A francesa de inteligência artificial fechou uma Série D liderada pela Samsung Electronics, com BlackRock, ASML, Nvidia e o Grão-Ducado de Luxemburgo no captable, e projeta US$ 1 bilhão de receita recorrente anual até o fim de 2026.
A Mistral AI levantou € 3 bilhões, cerca de US$ 3,5 bilhões, em uma rodada Série D liderada pela Samsung Electronics. A companhia classificou o montante como a maior captação de equity já realizada por uma empresa privada de tecnologia na Europa. Com o aporte, o valuation passou de € 21 bilhões, aproximadamente US$ 24 bilhões.
A cifra praticamente dobra o valor da empresa, avaliada em € 11,7 bilhões em 2025, após uma Série C de € 1,7 bilhão liderada pela fabricante de equipamentos para semicondutores ASML.
Além da Samsung, participaram da operação o Scaleup Europe Fund, administrado pela EQT e apoiado pela União Europeia, e a PSG Equity, investidora já existente e uma das colíderes do aporte. Advent, fundos e contas administrados pela BlackRock e o Grão-Ducado de Luxemburgo entraram como novos investidores. Também acompanharam a rodada ASML, Nvidia, a16z, Bpifrance, BNP Paribas, Salesforce Ventures e General Catalyst.
A aposta na IA soberana
Fundada em 2023, a Mistral se tornou a principal aposta europeia para disputar um mercado global de IA dominado por companhias americanas como OpenAI e Anthropic, além de chinesas como a DeepSeek. No início do ano, o CEO e cofundador Arthur Mensch chegou a dizer em entrevista a um podcast que o maior diferencial competitivo da empresa era justamente "não ser americana".
O novo capital será destinado principalmente à expansão da capacidade computacional, ao treinamento de modelos mais avançados e à pesquisa de fronteira. A companhia também pretende ampliar sua infraestrutura e sua presença comercial internacional.
A estratégia se diferencia da adotada por boa parte das grandes empresas americanas ao apostar em modelos de pesos abertos.

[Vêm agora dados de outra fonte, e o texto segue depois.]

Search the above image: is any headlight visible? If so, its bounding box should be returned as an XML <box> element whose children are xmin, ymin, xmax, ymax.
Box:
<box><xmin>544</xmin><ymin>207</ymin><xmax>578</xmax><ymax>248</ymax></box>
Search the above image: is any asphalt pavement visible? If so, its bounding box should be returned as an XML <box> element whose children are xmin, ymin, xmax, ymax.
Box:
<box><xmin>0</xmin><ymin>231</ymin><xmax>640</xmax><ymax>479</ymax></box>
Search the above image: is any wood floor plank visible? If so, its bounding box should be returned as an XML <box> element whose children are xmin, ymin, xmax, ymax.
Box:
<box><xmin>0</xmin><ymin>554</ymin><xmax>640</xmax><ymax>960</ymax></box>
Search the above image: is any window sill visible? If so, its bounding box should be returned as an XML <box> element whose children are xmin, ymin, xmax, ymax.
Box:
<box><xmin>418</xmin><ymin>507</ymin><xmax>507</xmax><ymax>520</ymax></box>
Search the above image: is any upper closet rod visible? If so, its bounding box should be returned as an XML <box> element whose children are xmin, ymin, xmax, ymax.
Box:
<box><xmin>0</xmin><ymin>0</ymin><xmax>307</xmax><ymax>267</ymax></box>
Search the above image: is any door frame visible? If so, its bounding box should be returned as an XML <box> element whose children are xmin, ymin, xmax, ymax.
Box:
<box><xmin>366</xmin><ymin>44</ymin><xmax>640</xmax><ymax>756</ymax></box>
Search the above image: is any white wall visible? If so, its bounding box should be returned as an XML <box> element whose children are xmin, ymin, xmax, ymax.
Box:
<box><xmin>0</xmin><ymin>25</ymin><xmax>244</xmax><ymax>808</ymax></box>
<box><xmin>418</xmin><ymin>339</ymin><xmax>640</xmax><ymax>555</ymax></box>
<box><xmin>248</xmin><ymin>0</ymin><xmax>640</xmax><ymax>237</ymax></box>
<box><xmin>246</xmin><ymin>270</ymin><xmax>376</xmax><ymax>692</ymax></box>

Na prática, isso permite que empresas e governos baixem os modelos, adaptem a tecnologia e a executem em sua própria infraestrutura, com maior controle sobre dados e aplicações.
"Durante a primeira onda da inteligência artificial generativa, a questão central era quem conseguiria construir o modelo mais poderoso. Agora, organizações e governos estão fazendo uma pergunta diferente: como aproveitar o poder da IA para suas necessidades críticas sem abrir mão do controle sobre a infraestrutura e o ciclo de inteligência", afirmou a companhia em comunicado ao mercado.
A distância ainda é grande
Apesar do avanço, a diferença de escala para as rivais americanas segue significativa. A Anthropic foi avaliada recentemente em cerca de US$ 965 bilhões, enquanto a OpenAI alcançou valuation de aproximadamente US$ 852 bilhões — números que colocam a Mistral em outra ordem de grandeza.
A empresa, porém, mostra tração comercial. São mais de 125 clientes corporativos em 20 países, incluindo Airbus, ASML e HSBC. O CFO Johan Bergqvist afirmou à Reuters que a companhia está a caminho de alcançar US$ 1 bilhão em receita recorrente anual até o fim de 2026, com crescimento especialmente forte na Ásia.
O posicionamento de IA soberana tende a ganhar tração em mercados que discutem dependência tecnológica — pauta que também avança no Brasil, onde iniciativas de modelos nacionais e de infraestrutura local de computação vêm ganhando espaço na agenda pública e privada.